– Юра, скажи-ка мне, у тебя на этот раз в сценарии всё хорошо?

– Жопа, – мрачно отрезал Юра.

– А у нас, Юрочка, не вагон проктологов ожидается. У нас, милый мой… Дети! Ожидаются! – Аня сплюнула пол-литра яда в поднесённый дрожащими ручками Алёнки графинчик. – Так что же у вас там?

– Сердечки, зайчики, – принялся перечислять ответственный суицидник, – пляшут, поют, грызут немытые морковки, разводят антисанитарию на весь лес. В небе солнце. Волк исполняет на скрипке. Лисята готовят праздничный пирог с курятиной. Феи пикируют на соцветия. Говорю же, жопа полная!

– Хорошо! – голос Ани смягчился. – Идите, Юра, ставьте звук. Семён!

Семён икнул и протянул руководителю какие-то мятые изрисованные листы.

– Это что? – заинтересовалась Аня.

– Ну как… аллюстрации! – пробубнил художник.

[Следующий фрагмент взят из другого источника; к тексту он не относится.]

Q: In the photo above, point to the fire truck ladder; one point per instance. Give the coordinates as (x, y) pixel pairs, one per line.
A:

– А почему, Семён, я по вашим ал-люстрациям вижу, кто тут из зверят мальчик, а кто девочка?! – зашипела Аня. – И с какой это стати у матушки-гусыни грудь больше, чем у меня? Вот тут вот, это что такое торчит у лисёнка? Вы, Семён, надеюсь, не с натуры рисовали? Нет? Жаль. Весьма впечатляющие размеры. Исправить! Быстррро!

– Будь сделано… – вымученно вздохнул Семён.

– Так чего это, кто водку-то заказывал? – повторил вопрос курьер.

– Да какую водку? Какую водку? У нас дети едут! Де-ти же! – обернувшись, хором проскандировали все присутствующие.

Курьер ухмыльнулся:

– А я вас ра-зы-грал! – весело выкрикнул он. – Это на самом деле не водка, а дети!

Он кинул ящик на пол, ящик раскололся, и из него высыпала орава ребятишек.

Целый вагон детей.

Аня лучезарно улыбнулась, взмахнула рукой и превратилась в фею.

C-dur


Пётр решил, что пришла пора делать ребёнка. Как раз жена есть.

Зашёл в комнату, поправил трико и озвучил жене своё решение. Жена Петра с гордостью посмотрела на мужа – мол, какой ответственный мужик. Легла на тахту готовая.

Пётр повозился, не выходит. У него с этим проблемы. Позвонил соседу.

Пришёл сосед Павел. Посмотрел на жену Петра. А она лежит распахнутая и ждёт. Павел высморкался, плечами повёл:

– Надо бы того, – говорит Петру, – ну это самое-то.

Пётр метнулся к холодильнику, достал початую, разлил. Сели, закусили.

– Чо, как на заводе-то? – спрашивает Павел задумчиво. На вторую намекает.

Разлили, закусили. За завод.

– Да так, как всегда, ну…

Не заводится Павел. Что уж про Петра говорить. Жена лежит готовая, ждёт.

– Глянь, чо там? Лежит? – Павел закуривает. Пётр встаёт, идёт, смотрит, возвращается.

– Да не говори… Лежит, ждёт.

– Плохо дело…

Покурили, в окно посмотрели. За окном двор, бельё. Кошка носится. На бельё синица села, опросталась.

Пётр встал, зашёл в комнату, присел на тахту.

– Ну как, норм?

– Очень, – отвечает жена, – очень норм.

Пётр видит, что норм. Гладит её по бигудям.

– Молодец, – говорит, – ты у меня. Ну, лежи. Ща усё будет.

Жена лежит. Ответственная. Размышляет, как дитё назвать.

Пётр возвращается на кухню, а там Павел. Павел разлил уже. Закусили, вздохнули. Павел встал, обувается.

– Ты чо это удумал? – возмущается Пётр. – Никак уходишь?

– Дак, я это! – Павел на бутылку кивает. – Я не того. Ты не подумай!

Пётр кивает согласно: «Ага! Ну, давай».

Павел уходит до магазина. Жена лежит. Пётр сидит. Кошка носится. Синица бельё пачкает.

Пётр пишет стихи на пачке беломора. Жена эротически стонет с тахты, старательно копируя успешных в этом деле актрис. Но получается трагично и патетично. Пётр плачет.

Звонит телефон. Потому что за него уплочено.

– Алло! – говорит Пётр. Потом берёт трубку и повторяет в неё.

Это звонит тётя Зина. У неё язык зачесался. Пётр спрашивает у неё подробности зачатия. Тётя Зина рассказывает, и Пётр снова плачет. Жена эротически постанывает с тахты.